“The entire mix of cultures was their birthright, the soul of their home city, and it was not to be taken away. Their goal became the saving not only of landmarks but of traditions and ambiance and natural features as well, the preservation of no less than San Antonio’s entire cultural and natural environment.”
Lewis F. Fisher, Saving San Antonio, p. 91-92
For many years I have been pushing for “heritage conservation” as a superior term to “historic preservation” because it suggests a broader array of heritage beyond the architectural. I have also been working to reform the National Register of Historic Places to better represent the diversity of the American experience.
And now I am in a city that has recognized conservation as being about “place” more than buildings. A city that has ALWAYS celebrated its cultural diversity. San Antonio, Texas.
Remember that detail?
When I told people I was becoming the Executive Director of the San Antonio Conservation Society every single one had something good to say about San Antonio. What do you like about the city? Chances are you have the San Antonio Conservation Society to thank for it.
Mission San Jose
You like the Missions, which include the Alamo and four more (Concepción, San Jose, San Juan de Capistrano, Espada) that last year became one of only a couple dozen WORLD HERITAGE SITES in the U.S.? Thank the San Antonio Conservation Society, which purchased mission lands in the first half of the 20th century and then gave them to the National Park that now operates there.

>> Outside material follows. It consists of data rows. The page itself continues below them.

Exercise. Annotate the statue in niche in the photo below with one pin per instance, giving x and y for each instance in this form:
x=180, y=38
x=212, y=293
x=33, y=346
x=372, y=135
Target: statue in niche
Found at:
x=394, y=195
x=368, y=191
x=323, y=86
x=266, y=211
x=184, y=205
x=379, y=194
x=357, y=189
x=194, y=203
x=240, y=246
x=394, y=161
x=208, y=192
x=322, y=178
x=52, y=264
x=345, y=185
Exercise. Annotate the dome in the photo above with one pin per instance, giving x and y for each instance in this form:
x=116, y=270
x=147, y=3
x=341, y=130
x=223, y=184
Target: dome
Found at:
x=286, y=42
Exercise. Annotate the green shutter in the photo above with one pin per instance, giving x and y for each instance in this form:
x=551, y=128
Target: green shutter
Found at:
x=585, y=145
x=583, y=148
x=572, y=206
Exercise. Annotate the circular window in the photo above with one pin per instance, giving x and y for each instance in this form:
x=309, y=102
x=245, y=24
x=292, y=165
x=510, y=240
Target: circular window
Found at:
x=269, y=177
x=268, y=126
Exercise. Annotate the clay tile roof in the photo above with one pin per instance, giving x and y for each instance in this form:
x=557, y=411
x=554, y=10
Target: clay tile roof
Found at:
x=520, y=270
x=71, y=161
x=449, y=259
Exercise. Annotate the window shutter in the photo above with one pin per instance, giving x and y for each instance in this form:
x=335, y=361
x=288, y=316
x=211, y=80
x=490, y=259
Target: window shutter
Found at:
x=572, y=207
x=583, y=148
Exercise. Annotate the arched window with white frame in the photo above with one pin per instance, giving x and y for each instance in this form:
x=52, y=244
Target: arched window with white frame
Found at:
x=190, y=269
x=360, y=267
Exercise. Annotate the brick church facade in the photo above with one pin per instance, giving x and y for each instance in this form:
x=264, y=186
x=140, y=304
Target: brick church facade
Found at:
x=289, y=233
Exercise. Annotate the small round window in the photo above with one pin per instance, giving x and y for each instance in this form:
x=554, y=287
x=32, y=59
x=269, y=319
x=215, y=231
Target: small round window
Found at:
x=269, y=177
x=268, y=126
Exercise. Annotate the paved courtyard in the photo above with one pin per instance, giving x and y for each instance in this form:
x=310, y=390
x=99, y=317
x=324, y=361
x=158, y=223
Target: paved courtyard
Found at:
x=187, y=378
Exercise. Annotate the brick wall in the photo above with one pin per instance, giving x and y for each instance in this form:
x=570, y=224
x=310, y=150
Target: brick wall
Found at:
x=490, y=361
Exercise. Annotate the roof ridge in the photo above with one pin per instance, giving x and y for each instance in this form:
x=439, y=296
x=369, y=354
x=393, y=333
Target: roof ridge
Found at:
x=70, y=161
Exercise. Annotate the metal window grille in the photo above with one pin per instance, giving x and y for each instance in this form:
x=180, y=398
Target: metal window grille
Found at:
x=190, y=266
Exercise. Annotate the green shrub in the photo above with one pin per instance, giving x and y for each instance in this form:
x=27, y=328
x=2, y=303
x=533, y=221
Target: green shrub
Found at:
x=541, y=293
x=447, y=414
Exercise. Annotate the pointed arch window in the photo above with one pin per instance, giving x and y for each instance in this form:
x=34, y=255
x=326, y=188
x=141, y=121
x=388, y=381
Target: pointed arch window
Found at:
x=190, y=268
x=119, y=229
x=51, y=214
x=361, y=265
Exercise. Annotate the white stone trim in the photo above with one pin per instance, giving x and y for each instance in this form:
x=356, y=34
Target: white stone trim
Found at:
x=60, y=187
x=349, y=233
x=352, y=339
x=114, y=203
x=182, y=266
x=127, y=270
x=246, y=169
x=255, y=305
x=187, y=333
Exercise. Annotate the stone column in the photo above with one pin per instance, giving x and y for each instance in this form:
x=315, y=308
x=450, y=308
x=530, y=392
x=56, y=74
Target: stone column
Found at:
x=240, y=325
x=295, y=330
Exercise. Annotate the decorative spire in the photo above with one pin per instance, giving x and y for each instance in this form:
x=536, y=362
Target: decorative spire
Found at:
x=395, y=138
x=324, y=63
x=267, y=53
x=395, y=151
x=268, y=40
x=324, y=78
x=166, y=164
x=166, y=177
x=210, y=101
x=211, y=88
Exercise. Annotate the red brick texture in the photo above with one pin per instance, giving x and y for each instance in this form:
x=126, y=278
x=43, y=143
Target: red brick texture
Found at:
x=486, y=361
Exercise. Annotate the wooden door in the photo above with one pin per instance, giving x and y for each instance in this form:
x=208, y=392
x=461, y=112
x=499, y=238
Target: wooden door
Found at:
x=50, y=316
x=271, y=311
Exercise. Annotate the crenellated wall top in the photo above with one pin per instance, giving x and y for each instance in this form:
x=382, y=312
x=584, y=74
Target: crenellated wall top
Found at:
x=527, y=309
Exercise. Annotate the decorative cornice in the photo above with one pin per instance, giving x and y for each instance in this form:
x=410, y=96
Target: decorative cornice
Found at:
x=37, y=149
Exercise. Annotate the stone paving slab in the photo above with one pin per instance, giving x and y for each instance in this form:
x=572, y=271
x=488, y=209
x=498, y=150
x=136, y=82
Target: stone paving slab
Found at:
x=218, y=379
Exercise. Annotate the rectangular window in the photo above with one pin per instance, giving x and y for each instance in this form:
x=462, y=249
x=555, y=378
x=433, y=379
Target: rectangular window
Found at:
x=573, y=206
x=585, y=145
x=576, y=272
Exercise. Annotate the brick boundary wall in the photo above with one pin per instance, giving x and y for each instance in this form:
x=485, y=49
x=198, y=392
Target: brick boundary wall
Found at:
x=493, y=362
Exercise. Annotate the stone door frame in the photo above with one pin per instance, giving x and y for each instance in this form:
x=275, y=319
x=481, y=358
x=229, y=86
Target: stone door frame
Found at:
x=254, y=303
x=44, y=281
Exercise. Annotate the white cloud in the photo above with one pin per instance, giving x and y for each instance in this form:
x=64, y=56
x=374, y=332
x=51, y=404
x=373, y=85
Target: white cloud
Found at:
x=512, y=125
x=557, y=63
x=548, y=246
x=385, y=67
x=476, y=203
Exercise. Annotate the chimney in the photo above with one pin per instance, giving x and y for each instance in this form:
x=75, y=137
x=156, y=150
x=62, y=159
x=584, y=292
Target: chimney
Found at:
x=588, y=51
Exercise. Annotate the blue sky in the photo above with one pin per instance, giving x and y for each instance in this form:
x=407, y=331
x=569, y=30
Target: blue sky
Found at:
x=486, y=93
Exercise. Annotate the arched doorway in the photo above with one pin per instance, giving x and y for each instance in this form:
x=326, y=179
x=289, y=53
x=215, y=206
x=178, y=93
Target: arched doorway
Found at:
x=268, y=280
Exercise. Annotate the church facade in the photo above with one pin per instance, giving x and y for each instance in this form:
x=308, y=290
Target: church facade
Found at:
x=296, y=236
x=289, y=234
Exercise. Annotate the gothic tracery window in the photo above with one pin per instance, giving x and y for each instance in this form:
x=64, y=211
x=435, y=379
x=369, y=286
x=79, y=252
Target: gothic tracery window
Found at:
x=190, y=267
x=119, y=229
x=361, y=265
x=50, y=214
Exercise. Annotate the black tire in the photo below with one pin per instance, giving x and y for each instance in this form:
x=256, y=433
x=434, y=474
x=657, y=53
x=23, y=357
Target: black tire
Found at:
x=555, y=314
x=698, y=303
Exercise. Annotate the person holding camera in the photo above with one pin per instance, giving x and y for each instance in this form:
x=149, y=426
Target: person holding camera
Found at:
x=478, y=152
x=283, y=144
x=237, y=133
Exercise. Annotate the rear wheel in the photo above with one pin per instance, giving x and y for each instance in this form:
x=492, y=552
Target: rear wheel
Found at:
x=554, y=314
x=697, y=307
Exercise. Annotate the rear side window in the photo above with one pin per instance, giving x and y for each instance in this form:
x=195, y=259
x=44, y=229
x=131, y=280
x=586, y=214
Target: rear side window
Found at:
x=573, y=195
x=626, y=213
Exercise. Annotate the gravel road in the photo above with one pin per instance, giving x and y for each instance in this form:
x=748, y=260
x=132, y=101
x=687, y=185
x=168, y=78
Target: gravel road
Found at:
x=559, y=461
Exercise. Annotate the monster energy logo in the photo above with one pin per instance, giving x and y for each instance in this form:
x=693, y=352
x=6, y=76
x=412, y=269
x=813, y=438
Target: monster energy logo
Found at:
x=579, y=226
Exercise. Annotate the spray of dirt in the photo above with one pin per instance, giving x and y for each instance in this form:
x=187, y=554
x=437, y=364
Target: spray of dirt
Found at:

You like the Riverwalk? Thank the San Antonio Conservation Society, which fought plans to fill in its winding course and brought in the architect (R.H.H. Hugman) who designed this attraction in the 1920s. Very few organizations have had such a concrete (or more appropriately, caliche block limestone) effect on their city for so long – 92 years and counting.
Steves Homestead – opened as a house museum by the Conservation Society in 1954: in 1968 the surrounding King William area became the first historic district in Texas.
San Antonio was at the forefront of the national preservation movement by World War Two because the women who formed the society saw that heritage conservation was not simply buildings but all of the natural, built, tangible and intangible elements that make up place. And we remain at the forefront, striving to preserve the first Woolworth’s lunch counter to be peacefully integrated in the South in 1960, and the stunning 1968 Wood Courthouse.
How’s that for Mid-Century Modern!
So I am very honored to be here. I began June 13, 325 years after San Antonio was first named. True settlement began in 1718, and the city was always a multicultural frontier town, amazing Frederick Law Olmsted in 1856 with its “jumble of races, costumes, languages and buildings.” This is what inspired Emily Edwards – who had spent time at Hull House in Chicago – and Rena Maverick Green to form the San Antonio Conservation Society in 1924. They wanted to save the Greek Revival Market House, but immediately began a campaign that was NOT your usual historic society – in fact they were frustrated when they incorporated that “cultural conservation” did not exist as a category!
Wise business and political leaders thought the bends should be straightened out…
The Conservation Society was also key in the San Antonio Missions being inscribed as World Heritage last year. The Missions have been preserved by an alliance between the San Antonio Conservation Society, the Catholic Church, the State of Texas, the National Park Service and now of course UNESCO. People in San Antonio tend to work together.
After mass today, the priest asked the parishioners to voteyourpark.org to help raise money for fresco restoration at Mission Concepción – you should too!!
It is wonderful to be part of such an excellent organization in such an excellent city, where growth and progress have always been based on heritage. That is the most sustainable form of development. As to my own history, you can read about my own Myth of Eternal Return from 6 years ago (myth no more!) and my talk on the How and Why of Preservation here in late 2014.
I am more than a little humbled by those who have gone before me. Like everywhere, there are losses and challenges and hard-won victories. The nation’s 7th-largest city is growing, and that means our heritage buildings, landscapes, and traditions will be growing as well, sustaining a rich and diverse heritage.